第1幕 日常 夜9時の帰り道
高級マンションを後にした6人はグチグチと話していた。
「行かへんのもアリってどういうことや!結局どっちやねん!」
部屋では黙っていた竜二朗。外に出るやいなや声をあげて悠生の愚痴を言う
「ほんまや。悠生くんあの一件以来慎重になりすぎやねん!」
「やっぱ秋もそう思っとるよな?」
「おん!リュージの気持ちようわかるで!」
悠生に反発する二人は同意の力強い握手をする
「気持ちはわかるけど、お二人さん邪魔や」
「あ、ごめん」
行大の前を塞いでたため注意された二人。そっと端に行く
「それと夜道で大声あげて話すなや。近所迷惑やで」
「すいません…」
シュンとする二人
「細かいことは伏せてるからええけど人に聞かれたらどうするねん」
「でも、他の軍には伝えてあるって…」
「ちゃう、一般の人や」
「あ。」
「あ。ちゃうやろ…。それで前へんなおっちゃんに絡まれたやんけ」
呆れたという感じで竜二朗に言う行大
「そんな事もありましたね」
と冬也
「話変わるんやけど、行かへんっていう選択肢は選びたくないな」
と流留
「まあ、そうやね。活躍によっては名をあげられるからな。出世のチャンス掴むかもしれへんし!」
と流留の肩を組み言う稜美
「そっかー、出世か」
思い出したかのように言う秋
「悠生くん達の歳を考えると明日から俺たちがこの軍を引っ張っていくことになるってことあり得るな。

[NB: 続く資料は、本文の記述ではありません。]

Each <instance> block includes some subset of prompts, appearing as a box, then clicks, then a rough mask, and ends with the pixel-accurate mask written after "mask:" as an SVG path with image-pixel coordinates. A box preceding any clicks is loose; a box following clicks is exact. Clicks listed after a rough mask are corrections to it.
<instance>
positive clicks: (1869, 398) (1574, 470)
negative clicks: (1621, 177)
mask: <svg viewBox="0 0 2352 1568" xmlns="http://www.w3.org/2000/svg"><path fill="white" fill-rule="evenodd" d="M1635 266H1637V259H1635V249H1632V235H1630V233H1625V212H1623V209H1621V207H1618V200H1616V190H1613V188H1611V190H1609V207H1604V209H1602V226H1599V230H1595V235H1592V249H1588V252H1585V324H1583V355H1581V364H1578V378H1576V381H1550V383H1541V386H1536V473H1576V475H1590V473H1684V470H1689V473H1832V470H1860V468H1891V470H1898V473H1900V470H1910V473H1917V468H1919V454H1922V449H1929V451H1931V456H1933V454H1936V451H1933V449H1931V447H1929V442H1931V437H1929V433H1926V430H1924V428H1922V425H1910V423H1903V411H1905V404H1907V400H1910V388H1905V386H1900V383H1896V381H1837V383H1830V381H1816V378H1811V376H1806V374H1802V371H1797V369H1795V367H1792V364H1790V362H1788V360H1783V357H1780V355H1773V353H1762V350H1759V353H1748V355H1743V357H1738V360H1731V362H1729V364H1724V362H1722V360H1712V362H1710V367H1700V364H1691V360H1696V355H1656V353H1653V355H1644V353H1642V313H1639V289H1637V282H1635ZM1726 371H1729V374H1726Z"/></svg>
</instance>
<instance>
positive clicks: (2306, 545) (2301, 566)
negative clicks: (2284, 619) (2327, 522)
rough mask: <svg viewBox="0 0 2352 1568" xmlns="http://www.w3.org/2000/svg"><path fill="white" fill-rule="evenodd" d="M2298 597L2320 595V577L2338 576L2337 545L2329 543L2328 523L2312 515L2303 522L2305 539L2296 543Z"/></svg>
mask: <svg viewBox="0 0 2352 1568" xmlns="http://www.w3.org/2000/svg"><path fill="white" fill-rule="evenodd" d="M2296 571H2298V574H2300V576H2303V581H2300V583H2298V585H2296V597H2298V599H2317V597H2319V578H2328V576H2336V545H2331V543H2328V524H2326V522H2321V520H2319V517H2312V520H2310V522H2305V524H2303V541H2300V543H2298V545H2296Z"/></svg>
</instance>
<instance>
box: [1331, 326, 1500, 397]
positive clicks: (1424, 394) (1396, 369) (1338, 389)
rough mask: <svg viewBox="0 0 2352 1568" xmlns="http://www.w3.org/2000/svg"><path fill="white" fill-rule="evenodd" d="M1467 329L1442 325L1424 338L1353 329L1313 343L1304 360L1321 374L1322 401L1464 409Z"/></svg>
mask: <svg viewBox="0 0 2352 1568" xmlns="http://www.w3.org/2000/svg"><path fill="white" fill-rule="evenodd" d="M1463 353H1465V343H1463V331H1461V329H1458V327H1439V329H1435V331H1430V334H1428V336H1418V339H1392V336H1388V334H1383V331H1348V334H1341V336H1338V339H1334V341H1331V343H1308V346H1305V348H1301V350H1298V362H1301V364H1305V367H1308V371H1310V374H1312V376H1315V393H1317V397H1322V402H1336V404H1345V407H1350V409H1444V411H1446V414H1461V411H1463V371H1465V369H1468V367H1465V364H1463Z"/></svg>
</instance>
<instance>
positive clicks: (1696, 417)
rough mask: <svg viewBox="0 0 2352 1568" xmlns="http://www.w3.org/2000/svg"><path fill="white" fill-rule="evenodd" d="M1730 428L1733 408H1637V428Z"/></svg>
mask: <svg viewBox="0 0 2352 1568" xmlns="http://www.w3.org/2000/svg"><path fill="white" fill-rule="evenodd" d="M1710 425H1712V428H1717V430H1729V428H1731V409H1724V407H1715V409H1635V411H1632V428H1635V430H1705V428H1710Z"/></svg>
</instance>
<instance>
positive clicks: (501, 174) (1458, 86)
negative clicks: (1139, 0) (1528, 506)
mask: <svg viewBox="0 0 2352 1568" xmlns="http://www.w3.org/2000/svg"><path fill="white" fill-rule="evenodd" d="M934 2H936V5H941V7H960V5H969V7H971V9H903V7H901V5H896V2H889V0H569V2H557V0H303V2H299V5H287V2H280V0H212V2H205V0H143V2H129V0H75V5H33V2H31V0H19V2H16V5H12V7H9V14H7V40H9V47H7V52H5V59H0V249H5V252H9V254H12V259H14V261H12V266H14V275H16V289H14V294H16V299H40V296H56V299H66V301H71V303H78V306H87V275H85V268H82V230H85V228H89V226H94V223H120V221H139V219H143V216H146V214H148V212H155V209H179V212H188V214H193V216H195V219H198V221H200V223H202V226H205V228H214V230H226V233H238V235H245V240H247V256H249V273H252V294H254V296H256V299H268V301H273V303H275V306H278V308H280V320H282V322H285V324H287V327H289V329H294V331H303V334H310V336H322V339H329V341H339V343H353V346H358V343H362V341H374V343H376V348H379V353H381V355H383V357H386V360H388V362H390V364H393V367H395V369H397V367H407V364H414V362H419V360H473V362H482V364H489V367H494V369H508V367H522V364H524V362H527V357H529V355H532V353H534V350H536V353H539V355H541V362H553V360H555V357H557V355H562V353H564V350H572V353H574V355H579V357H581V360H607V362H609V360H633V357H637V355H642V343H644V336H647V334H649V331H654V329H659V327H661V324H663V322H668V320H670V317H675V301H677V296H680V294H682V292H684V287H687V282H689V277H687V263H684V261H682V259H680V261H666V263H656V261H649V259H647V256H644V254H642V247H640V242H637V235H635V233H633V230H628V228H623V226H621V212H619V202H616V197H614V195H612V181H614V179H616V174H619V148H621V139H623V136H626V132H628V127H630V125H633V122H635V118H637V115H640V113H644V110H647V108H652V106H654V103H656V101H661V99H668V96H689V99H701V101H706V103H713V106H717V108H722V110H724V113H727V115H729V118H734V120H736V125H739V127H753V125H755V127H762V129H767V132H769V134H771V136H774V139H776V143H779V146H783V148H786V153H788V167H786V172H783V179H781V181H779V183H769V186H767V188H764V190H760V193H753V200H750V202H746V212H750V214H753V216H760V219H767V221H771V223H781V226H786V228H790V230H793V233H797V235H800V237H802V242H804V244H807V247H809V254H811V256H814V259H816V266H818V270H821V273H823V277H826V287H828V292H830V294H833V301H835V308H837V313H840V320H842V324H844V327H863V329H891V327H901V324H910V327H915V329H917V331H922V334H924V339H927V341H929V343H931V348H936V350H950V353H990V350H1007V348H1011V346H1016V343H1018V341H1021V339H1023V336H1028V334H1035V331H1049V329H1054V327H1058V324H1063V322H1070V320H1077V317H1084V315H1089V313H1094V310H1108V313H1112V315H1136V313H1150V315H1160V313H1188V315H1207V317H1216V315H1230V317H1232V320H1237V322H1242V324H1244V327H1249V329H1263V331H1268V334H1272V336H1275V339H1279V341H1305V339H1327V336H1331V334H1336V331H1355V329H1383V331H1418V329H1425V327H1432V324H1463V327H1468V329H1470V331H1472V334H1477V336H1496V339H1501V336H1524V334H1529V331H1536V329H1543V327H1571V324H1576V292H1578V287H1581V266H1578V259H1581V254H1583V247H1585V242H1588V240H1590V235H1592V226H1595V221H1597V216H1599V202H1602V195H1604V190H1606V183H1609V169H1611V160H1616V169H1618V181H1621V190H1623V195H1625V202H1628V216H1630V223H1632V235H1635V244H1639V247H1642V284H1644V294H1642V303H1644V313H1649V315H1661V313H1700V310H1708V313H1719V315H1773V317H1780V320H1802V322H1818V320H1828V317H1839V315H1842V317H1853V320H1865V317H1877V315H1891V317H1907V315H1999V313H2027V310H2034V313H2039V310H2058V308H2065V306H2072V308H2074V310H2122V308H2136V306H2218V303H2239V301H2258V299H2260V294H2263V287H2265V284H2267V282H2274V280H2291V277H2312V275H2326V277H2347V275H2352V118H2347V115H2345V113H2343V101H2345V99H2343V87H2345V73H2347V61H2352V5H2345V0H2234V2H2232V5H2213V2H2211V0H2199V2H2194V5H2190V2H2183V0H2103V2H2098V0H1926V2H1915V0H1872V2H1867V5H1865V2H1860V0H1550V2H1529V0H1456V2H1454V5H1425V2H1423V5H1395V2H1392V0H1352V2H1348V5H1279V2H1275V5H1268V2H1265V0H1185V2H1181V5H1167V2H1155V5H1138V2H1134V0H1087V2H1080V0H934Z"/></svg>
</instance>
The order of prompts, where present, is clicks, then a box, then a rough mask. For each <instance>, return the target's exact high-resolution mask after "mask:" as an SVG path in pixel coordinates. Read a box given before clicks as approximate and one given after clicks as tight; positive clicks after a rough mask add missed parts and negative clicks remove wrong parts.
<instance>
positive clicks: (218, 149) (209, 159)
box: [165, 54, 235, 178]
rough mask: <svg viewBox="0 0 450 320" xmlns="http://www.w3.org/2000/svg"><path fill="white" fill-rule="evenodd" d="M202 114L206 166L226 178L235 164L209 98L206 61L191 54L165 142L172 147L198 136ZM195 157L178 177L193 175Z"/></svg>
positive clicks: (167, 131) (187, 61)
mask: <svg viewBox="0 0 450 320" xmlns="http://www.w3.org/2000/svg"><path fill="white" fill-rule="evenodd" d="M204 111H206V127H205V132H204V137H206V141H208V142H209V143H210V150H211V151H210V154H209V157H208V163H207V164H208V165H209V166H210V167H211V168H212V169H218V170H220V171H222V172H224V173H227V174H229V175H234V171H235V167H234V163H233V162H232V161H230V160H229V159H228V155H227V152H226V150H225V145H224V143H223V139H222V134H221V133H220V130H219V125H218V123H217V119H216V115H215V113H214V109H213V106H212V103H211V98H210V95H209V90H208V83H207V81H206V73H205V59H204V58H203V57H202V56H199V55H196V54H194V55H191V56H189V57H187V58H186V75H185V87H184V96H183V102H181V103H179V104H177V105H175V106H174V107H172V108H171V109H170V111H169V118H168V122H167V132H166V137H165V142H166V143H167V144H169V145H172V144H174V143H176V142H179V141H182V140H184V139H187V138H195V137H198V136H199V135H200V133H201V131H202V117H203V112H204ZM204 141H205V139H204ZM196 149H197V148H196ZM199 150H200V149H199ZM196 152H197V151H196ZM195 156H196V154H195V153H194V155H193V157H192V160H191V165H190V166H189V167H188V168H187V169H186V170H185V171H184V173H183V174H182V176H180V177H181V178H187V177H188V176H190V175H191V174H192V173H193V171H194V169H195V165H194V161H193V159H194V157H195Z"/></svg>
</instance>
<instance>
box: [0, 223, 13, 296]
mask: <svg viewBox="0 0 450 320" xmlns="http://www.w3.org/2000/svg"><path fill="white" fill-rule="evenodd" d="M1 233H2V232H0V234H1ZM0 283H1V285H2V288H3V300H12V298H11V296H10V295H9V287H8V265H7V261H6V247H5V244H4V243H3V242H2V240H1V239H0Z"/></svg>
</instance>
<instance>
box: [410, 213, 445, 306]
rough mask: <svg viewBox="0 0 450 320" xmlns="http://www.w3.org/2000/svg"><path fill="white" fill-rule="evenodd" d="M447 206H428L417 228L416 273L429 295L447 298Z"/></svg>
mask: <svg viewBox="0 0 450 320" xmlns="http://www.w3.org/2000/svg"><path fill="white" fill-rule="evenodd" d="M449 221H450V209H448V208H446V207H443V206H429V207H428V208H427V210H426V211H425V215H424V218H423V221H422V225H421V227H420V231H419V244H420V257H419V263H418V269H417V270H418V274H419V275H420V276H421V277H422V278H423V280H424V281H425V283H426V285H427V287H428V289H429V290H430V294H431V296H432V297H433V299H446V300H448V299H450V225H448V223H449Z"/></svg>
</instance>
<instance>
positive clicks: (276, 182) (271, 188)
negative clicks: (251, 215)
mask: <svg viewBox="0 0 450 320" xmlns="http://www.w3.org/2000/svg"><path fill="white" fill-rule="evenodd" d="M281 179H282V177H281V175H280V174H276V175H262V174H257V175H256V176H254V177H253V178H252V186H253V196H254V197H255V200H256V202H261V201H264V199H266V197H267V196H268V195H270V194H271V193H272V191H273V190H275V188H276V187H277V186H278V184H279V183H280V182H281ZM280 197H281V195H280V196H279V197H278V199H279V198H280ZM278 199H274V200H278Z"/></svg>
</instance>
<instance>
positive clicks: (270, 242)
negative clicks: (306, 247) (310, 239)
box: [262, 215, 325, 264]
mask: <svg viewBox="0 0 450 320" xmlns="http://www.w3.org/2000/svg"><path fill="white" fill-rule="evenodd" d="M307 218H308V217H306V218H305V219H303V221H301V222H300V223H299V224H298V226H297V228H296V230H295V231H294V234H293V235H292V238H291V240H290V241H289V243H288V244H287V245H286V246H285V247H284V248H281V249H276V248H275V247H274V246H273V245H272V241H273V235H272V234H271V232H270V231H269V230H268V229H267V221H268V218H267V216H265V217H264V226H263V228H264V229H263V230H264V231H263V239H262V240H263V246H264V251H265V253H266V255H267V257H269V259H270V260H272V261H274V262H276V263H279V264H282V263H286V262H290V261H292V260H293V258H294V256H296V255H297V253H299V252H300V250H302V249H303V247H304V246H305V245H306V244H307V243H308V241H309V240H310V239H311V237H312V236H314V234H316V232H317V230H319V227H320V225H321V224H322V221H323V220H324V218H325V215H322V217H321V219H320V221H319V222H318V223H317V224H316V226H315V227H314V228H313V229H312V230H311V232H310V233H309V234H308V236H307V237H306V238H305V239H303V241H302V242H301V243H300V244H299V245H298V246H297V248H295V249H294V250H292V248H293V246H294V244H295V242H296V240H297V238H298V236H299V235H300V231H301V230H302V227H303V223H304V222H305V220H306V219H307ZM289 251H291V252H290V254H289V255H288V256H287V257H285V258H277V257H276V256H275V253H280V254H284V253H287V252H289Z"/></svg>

ほんまにそうなったなら少しでも評価されるもんほしいよな」
腕を組みながら言う稜美
「稜美はよう考えとるな…」
言葉では褒めてるが内心嫉妬している秋
「次期リーダーはいずちゃんか?」
おちょくるように言う竜二朗
「まさか~!そんなわけあらへんって!」
お世辞を言われ素直に喜んでいるが言葉では否定する稜美
「いや、実際いずちゃんでもアキでもどっちでもええって感じやと俺は思うけど」
と行大
「え、何でオレの名前出てくるん?!オレはカノちゃんも候補やと思うで!やって、この中で一番歴長いやん!!」
驚きのあまり大声になってしまった秋
「この軍は歴だけでリーダー決めへんって昔から言われとるやん。
リーダーの事は置いといて、皆は東京に行くん?」
少し間を置き質問する行大
話を変えられたことにふてくされる秋は小さい声で
「行くで」
と言う
「行く行く!!」
秋とは対照に元気な声で言う稜美
「Nkingは二人とも行くで!」
親指を立て、そう言う竜二朗。その横で冬也はキリっとして決意を表情に表している
「流留は?」
と聞かれた流留。行大の後ろで大きくうなずいた
「皆行くか。良かった」
ホッとする行大
「頑張ろな。まずはここらの魔物退治からか…」
機嫌を直した秋。
5人は秋の言葉を聞きうなずいた。そして薄い黒い靄がかかる空を見上げたのであった。
同じ頃、愛知県名古屋市のとある住宅街
街頭の光に照され歩く一人の高校生ぐらいの少年。
スタジャンにジーパンとカジュアルな服装だ。
しかしおかしなところをある。
手や服に血がついていることだ。立ち止まりそれを見てニヤリと笑ったがすぐに表情が怯えた表情に変わる。
一体彼は何者なのか?
この少年は後に大阪の術師達と深く関わることになる。